The article describes the use of the AVRO serialization format in python, gives a brief description of the AVRO scheme with explanations of the most obscure points, provides specific examples of python code. Intentionally excluded from consideration questions of schema evolution (schema evolution), RPC and AVRO-IDL.
All the examples are given using the fastavro library, which the author had to significantly improve to meet the specification and compatibility with the java implementation.
Why AVRO, but not json, bson, msgpack, protobuf, ASN.1, thrift, yaml?
When decomposing a monolithic system, it became necessary to describe the procedure for interaction between microservices. Not long choosing between RabbitMQ and Kafka stopped at the last.
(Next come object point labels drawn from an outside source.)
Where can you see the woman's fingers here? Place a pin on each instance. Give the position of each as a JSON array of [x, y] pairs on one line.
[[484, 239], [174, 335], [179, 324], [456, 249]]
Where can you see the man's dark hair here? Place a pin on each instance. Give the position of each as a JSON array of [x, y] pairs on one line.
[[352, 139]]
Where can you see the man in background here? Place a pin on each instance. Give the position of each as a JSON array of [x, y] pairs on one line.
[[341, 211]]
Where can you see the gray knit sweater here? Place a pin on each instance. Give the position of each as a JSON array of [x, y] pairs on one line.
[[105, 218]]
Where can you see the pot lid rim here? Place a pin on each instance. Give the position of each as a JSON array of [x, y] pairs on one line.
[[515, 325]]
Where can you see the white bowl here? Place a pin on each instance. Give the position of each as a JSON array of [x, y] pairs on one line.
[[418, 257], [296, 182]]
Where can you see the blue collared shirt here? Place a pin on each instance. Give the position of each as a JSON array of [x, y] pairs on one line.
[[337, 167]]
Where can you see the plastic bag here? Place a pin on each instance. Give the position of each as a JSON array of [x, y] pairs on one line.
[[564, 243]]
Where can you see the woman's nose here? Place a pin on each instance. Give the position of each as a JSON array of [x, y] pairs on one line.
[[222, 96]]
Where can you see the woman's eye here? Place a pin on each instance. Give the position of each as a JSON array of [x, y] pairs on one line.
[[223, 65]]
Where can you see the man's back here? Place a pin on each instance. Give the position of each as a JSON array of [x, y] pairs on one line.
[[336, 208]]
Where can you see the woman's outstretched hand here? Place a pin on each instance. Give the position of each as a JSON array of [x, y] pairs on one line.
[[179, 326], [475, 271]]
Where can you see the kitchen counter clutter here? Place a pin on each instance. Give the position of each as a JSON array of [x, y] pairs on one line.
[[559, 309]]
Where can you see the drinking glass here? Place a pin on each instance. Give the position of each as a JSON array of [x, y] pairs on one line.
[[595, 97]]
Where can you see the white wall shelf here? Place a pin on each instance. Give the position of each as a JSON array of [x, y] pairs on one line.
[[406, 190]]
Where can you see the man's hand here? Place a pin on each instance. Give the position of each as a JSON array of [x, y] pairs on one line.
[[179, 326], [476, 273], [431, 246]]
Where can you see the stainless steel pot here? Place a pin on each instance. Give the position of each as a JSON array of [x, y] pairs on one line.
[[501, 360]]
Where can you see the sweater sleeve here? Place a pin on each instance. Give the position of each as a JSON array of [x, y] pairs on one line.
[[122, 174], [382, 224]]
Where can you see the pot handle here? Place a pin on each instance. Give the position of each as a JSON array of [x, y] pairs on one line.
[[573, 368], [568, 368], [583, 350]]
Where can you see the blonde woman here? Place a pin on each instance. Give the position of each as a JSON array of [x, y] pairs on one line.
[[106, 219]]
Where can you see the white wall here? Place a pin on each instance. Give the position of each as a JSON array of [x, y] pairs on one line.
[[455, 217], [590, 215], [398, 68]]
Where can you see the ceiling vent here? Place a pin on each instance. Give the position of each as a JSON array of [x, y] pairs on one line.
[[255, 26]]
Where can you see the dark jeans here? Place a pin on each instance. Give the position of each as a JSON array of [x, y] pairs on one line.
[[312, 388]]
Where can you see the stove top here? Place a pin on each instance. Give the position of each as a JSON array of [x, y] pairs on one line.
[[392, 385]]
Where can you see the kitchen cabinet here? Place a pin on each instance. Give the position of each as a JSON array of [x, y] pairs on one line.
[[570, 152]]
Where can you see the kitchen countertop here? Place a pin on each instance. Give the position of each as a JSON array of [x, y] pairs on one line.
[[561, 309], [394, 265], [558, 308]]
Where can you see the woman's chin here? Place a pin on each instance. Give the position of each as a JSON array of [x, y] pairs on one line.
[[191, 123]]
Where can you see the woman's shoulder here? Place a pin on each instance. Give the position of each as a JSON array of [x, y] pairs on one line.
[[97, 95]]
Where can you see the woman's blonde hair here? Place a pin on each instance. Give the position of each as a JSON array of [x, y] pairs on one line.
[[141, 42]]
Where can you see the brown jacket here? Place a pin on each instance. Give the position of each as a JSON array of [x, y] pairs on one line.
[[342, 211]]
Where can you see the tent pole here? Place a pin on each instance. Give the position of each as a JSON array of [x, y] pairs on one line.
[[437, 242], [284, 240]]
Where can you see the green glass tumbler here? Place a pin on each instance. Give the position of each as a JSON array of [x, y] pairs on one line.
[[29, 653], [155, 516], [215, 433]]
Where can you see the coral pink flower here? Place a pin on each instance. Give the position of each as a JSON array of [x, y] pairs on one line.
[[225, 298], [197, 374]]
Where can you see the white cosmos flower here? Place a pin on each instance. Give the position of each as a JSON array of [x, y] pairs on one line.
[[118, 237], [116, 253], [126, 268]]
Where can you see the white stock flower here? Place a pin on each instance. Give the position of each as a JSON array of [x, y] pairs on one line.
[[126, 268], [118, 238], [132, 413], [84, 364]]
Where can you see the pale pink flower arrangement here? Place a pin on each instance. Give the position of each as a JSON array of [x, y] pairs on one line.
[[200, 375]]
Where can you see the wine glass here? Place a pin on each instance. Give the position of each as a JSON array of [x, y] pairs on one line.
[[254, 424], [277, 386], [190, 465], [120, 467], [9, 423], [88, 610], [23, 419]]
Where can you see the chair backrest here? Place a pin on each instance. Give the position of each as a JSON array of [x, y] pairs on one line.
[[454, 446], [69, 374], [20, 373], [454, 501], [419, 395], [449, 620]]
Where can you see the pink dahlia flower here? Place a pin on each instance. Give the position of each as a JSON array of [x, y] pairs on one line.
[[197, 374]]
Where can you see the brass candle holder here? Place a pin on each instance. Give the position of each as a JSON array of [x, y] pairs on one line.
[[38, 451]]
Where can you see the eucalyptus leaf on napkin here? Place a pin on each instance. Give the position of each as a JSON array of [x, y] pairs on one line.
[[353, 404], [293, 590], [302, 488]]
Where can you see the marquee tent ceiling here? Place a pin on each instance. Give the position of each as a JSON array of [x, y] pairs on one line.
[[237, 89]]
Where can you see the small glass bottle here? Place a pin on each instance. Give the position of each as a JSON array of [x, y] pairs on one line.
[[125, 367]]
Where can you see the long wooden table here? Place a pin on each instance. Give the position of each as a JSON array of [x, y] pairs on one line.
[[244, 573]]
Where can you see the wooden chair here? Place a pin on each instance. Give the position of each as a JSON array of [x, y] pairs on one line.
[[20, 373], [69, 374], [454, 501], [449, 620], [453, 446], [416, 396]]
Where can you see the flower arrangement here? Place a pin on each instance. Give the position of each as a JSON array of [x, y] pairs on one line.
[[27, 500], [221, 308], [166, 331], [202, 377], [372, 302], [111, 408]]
But over the next task - the choice of the serialization system had to sweat.
When choosing a serialization system, the following requirements were taken into account:
Multiple programming language support
The basis of our codebase is python 2.7. Moreover, I would like to further translate productivity-sensitive processes into other languages.
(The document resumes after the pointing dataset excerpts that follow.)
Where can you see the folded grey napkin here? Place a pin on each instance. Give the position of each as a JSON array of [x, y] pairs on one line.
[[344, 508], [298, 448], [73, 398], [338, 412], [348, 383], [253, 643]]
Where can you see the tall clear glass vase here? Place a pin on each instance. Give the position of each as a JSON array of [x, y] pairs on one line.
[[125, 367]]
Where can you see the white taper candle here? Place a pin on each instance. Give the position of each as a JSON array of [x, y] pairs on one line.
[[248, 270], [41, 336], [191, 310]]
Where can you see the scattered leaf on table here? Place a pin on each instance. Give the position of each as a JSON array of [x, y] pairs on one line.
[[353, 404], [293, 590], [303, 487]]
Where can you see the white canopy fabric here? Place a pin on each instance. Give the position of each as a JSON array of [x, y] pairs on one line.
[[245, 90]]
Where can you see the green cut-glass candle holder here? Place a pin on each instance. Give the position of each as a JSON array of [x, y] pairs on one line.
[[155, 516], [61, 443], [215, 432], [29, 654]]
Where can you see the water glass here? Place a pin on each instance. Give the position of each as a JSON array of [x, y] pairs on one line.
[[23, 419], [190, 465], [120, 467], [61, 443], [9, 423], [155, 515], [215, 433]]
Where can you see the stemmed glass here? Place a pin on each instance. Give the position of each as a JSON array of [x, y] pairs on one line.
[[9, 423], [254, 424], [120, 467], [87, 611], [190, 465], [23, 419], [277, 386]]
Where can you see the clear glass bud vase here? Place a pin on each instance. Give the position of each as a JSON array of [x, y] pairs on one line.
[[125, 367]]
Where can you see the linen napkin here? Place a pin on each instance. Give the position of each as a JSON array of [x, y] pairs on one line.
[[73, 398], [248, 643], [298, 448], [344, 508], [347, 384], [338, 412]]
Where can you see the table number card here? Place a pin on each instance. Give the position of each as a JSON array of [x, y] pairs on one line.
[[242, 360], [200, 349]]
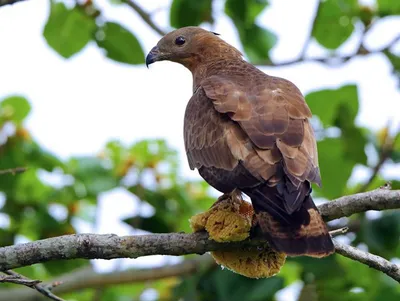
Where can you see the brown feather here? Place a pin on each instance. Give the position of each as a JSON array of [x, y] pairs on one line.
[[250, 131]]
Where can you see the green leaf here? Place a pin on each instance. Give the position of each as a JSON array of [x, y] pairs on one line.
[[154, 224], [93, 174], [30, 189], [257, 42], [68, 31], [335, 167], [339, 107], [334, 23], [326, 103], [190, 12], [388, 7], [395, 60], [15, 108], [120, 44], [234, 287]]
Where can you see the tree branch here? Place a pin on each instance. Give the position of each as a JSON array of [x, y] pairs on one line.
[[145, 16], [373, 261], [85, 278], [378, 199], [9, 2], [16, 278], [110, 246], [335, 60]]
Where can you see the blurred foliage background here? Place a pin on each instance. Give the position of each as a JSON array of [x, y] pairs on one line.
[[28, 201]]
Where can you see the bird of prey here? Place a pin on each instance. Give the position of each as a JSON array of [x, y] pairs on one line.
[[250, 132]]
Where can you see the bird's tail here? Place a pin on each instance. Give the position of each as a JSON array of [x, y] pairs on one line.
[[302, 232]]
Validation of data during serialization
In a dynamic interpreted python, it's too easy to accidentally send the wrong data. And in the pub-sub model of kafka we chose it was very important for us to ensure the correctness of the input data in the topic. We needed a system that allows typing kafka topics.
Type support
Our system actively operates with types Decimal, UUID and Datetime. Alas, the well-known serialization formats starting ASN.1 and ending with msgpack basically describe the serialization of low-level types (int \ float \ string \ bytes) and do not offer complete solutions for those of interest.
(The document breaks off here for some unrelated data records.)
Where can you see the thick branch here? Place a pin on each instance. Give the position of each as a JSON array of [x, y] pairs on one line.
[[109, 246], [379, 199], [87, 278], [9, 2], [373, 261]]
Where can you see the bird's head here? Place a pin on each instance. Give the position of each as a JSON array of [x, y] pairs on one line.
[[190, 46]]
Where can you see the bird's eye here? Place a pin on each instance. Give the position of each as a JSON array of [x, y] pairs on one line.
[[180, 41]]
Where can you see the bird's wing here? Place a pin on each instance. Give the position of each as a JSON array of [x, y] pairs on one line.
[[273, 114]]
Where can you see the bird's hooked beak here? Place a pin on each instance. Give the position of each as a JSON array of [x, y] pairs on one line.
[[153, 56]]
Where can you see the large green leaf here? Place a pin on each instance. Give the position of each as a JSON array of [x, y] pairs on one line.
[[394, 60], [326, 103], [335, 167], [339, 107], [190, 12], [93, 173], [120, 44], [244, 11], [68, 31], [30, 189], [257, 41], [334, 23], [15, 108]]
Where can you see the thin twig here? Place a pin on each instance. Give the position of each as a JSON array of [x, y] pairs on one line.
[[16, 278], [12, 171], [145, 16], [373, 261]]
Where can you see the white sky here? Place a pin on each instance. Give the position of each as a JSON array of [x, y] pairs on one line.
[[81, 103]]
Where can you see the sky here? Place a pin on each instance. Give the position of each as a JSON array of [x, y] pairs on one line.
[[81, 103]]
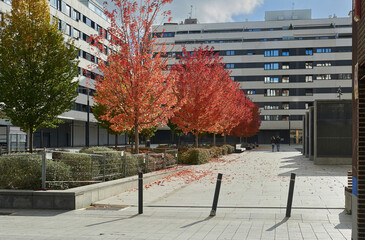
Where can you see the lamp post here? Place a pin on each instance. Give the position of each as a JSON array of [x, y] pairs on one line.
[[87, 132], [339, 92]]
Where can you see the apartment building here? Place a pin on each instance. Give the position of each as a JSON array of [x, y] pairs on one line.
[[283, 63], [78, 19]]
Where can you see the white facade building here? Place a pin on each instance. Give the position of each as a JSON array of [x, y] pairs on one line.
[[283, 63], [78, 19]]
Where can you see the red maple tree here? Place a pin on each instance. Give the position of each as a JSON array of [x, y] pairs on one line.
[[200, 87], [135, 87]]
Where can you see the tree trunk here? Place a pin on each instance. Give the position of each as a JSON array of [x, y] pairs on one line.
[[31, 134], [116, 141], [136, 138]]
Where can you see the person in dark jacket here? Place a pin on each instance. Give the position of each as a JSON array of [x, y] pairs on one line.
[[273, 141], [278, 139]]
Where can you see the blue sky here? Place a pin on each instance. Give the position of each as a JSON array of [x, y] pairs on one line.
[[212, 11]]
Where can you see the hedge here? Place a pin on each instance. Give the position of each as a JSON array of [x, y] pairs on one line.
[[24, 171]]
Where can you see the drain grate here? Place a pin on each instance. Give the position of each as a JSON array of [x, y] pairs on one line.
[[107, 207]]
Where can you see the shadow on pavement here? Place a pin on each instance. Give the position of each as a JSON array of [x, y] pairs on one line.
[[197, 222], [278, 224], [302, 166]]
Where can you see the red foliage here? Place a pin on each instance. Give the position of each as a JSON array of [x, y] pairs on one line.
[[135, 87]]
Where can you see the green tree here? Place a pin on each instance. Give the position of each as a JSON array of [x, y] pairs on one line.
[[100, 110], [37, 67]]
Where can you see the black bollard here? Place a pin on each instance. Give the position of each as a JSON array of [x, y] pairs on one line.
[[140, 193], [216, 195], [290, 196]]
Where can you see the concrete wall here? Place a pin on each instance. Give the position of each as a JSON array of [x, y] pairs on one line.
[[74, 198], [333, 132]]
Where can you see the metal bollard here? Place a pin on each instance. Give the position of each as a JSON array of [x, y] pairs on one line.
[[216, 195], [44, 169], [140, 193], [290, 196]]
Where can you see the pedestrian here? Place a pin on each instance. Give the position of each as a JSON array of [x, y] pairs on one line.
[[278, 139], [273, 141]]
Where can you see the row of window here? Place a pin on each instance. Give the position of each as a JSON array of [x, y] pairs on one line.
[[270, 53], [281, 117], [238, 40], [77, 16], [292, 78], [245, 29], [295, 91]]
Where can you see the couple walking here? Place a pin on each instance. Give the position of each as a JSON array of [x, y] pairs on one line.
[[275, 141]]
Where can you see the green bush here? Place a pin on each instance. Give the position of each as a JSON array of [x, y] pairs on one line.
[[84, 167], [24, 171], [215, 152], [91, 150], [195, 156], [230, 148]]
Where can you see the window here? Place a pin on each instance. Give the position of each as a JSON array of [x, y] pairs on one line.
[[271, 66], [68, 30], [324, 64], [324, 77], [285, 92], [76, 15], [285, 66], [271, 79], [272, 92], [285, 106], [345, 76], [271, 117], [309, 65], [309, 92], [271, 53], [230, 53], [308, 78], [76, 33], [285, 79], [268, 107], [324, 50], [309, 51], [285, 52]]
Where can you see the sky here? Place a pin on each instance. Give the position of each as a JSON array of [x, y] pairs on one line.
[[213, 11]]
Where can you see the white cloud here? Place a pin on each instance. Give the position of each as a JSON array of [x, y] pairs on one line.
[[209, 11]]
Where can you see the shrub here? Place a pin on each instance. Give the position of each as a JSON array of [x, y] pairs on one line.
[[215, 152], [91, 150], [230, 148], [195, 156], [24, 171], [84, 167]]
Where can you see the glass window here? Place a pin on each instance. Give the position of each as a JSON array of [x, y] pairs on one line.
[[285, 106], [230, 65], [309, 78], [272, 92], [230, 53], [285, 92], [271, 66], [309, 65], [285, 52], [309, 92], [309, 51], [271, 53], [285, 79]]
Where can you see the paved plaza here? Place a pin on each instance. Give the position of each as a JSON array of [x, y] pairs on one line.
[[251, 205]]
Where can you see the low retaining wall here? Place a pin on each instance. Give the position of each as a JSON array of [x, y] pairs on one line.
[[75, 198]]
Based on these considerations, the choice fell on the AVRO. But suddenly it turned out (spring 2017) that despite the presence of support for logical types in the specification and JAVA libraries - neither in the official AVRO implementation for python, nor in the competing fastavto they were simply ignored. Had to add their own.
The most adequate (and also the fastest) code turned out to be at fastavro, as a result, it was decided to finalize this library. This was my first experience of participation in opensource.
AVRO is a data serialization system created by the Hadoop project. The data is serialized in a binary format using a previously created json scheme, and a scheme is also required for deserialization (perhaps another one).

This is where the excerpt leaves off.